The tests used by civil servants and ministers when considering creating or closing public bodies are not fit for purpose and should be replaced, according to the Institute for Government.
Cabinet Office guidance states that “new arm’s-length bodies should only be set up as a last resort.” However, a new IfG report claims this has “contributed to government pursuing less effective means of delivering a service or abolishing useful bodies." In addition, it “has undermined the morale and reputation of those working in public bodies.”
The current guidance “is poorly calibrated to the needs and complexity of the modern state,” the report says. “It is summarised in the ‘three tests’, unchanged since 2010, of which all public bodies must meet at least one.”
These look at whether it is a technical function needing external expertise, is a function “which needs to be, and be seen to be, delivered with absolute political impartiality” or if it “needs to be delivered independently of ministers to establish facts and/or figures with integrity.”
But the tests, devised more than a decade ago, are outdated and a complete change of approach is needed, according to the IfG. In a report published today, the think tank says the rules may have contributed to "misguided or mishandled public body abolitions" which may have been informed by prejudice against quangos. It points to the closure of the Audit Commission, UK Border Agency and, Public Health England as examples of this.

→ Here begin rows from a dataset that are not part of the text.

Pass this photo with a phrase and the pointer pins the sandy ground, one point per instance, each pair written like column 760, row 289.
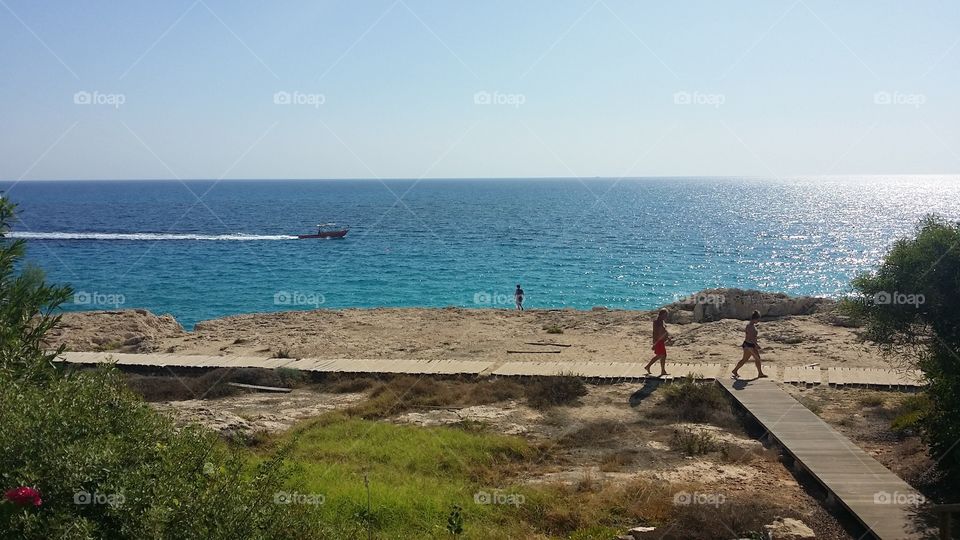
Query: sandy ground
column 474, row 334
column 608, row 436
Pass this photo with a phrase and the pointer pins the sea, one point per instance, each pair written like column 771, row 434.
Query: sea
column 204, row 249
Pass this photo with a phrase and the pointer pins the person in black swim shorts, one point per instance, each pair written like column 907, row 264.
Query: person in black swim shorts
column 750, row 347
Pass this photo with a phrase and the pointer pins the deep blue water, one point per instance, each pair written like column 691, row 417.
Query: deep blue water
column 204, row 249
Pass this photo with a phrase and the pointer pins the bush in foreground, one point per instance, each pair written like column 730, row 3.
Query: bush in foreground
column 108, row 466
column 911, row 306
column 95, row 461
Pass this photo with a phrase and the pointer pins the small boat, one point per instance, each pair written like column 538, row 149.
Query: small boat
column 326, row 230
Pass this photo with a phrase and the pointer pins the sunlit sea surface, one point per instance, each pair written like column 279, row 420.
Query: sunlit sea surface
column 204, row 249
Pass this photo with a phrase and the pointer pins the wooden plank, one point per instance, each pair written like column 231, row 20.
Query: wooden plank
column 261, row 388
column 886, row 505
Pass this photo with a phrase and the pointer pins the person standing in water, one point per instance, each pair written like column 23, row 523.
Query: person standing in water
column 750, row 346
column 660, row 337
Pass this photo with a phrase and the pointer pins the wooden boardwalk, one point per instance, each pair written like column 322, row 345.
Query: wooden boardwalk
column 885, row 505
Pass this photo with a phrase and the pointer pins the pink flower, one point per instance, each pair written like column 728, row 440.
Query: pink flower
column 24, row 496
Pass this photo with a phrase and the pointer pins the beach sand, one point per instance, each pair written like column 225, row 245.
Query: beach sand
column 474, row 334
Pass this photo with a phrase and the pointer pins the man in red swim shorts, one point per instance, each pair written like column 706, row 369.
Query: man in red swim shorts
column 660, row 337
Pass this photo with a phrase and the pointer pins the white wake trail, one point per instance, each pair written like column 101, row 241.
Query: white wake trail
column 150, row 237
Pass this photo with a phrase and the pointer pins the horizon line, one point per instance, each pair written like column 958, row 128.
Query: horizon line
column 434, row 178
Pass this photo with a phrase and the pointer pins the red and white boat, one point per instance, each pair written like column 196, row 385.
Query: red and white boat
column 325, row 230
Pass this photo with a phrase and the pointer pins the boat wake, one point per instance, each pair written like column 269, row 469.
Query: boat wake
column 149, row 237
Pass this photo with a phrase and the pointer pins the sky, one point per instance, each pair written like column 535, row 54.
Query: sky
column 185, row 89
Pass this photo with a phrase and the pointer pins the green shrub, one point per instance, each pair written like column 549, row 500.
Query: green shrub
column 85, row 433
column 105, row 463
column 691, row 400
column 910, row 415
column 911, row 305
column 694, row 442
column 550, row 391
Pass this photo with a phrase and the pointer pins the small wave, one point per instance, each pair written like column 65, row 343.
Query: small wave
column 149, row 237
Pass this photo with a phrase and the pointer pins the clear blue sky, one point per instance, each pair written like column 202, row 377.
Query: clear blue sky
column 586, row 88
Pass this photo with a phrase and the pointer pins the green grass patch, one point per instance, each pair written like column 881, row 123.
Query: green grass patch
column 415, row 476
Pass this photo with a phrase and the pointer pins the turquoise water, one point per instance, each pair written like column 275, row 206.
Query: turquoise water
column 203, row 249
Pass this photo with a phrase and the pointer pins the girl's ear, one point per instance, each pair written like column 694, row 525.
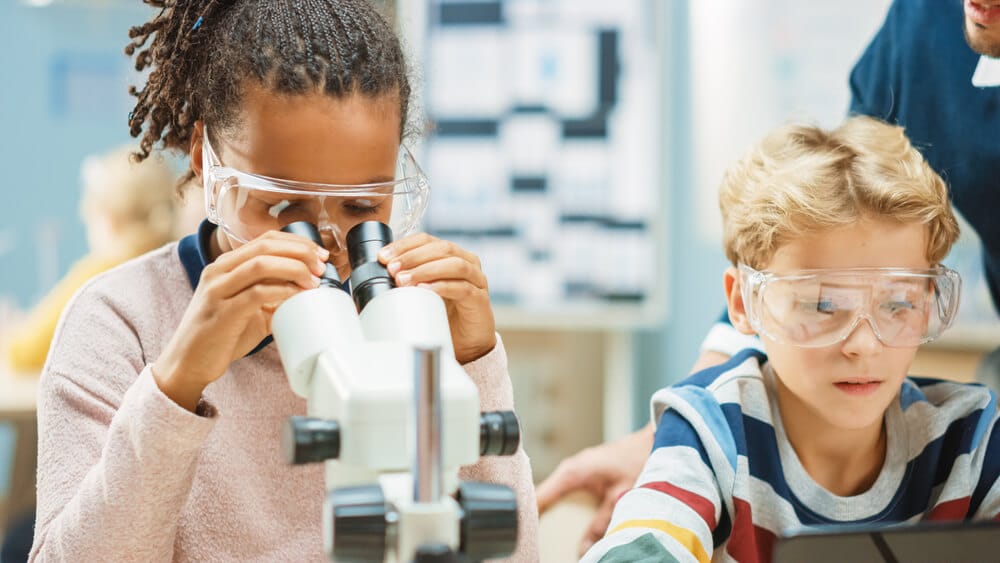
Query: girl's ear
column 734, row 299
column 194, row 151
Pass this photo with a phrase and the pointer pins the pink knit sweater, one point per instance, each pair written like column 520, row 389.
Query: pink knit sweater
column 125, row 474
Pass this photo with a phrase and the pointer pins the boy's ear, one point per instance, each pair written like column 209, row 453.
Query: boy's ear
column 734, row 300
column 194, row 150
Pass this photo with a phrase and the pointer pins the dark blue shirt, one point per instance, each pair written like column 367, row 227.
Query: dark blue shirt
column 917, row 73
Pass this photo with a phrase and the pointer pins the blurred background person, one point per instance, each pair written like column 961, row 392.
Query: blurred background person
column 128, row 209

The think tank proposes a radical change from the existing guidance that states that public bodies should only be created as a “last resort” when there is "no viable alternative." The report argues that public bodies should be set up when they are “best suited to the task” and the "best option available."
The existing tests should be replaced with ones that “would allow ministers to use public bodies more flexibly and would more accurately reflect the reality of why public bodies are being set up today.”
The report proposes three new tests. These would look at the potential effectiveness the public body would offer, and whether the function needs greater independence from ministers than is possible within a government department. They would also consider cost efficiency - looking at whether a public body is the least costly option over the long term or can justify its costs by the benefits it can bring.
The new tests “are designed to promote clear reasoning about the pros and cons of public bodies in real life situations and on a case-by-case basis.”
They would “enable the government to employ public bodies as a delivery mechanism when – and only when – they offer the most effective and efficient means of achieving its objectives,” the report states.
Matthew Gill, co-author of the report and the IfG’s programme director, commented: “The government's tests for when a public body should exist were hastily drafted in 2010. They are narrowly stated to support a view that public bodies should be a 'last resort' structure.”
He added: “This is unduly negative as well as being the wrong way to avoid waste, as it discourages the use of public bodies even when they are the best way to deliver functions efficiently. Our new tests would make better decisions possible."
A Cabinet Office spokesperson said: "We are committed to improving efficiency and reducing spending across government.
"Current rules, which ensure public bodies are only established when absolutely necessary, will make sure any decision regarding the establishment of public bodies delivers value for the taxpayer."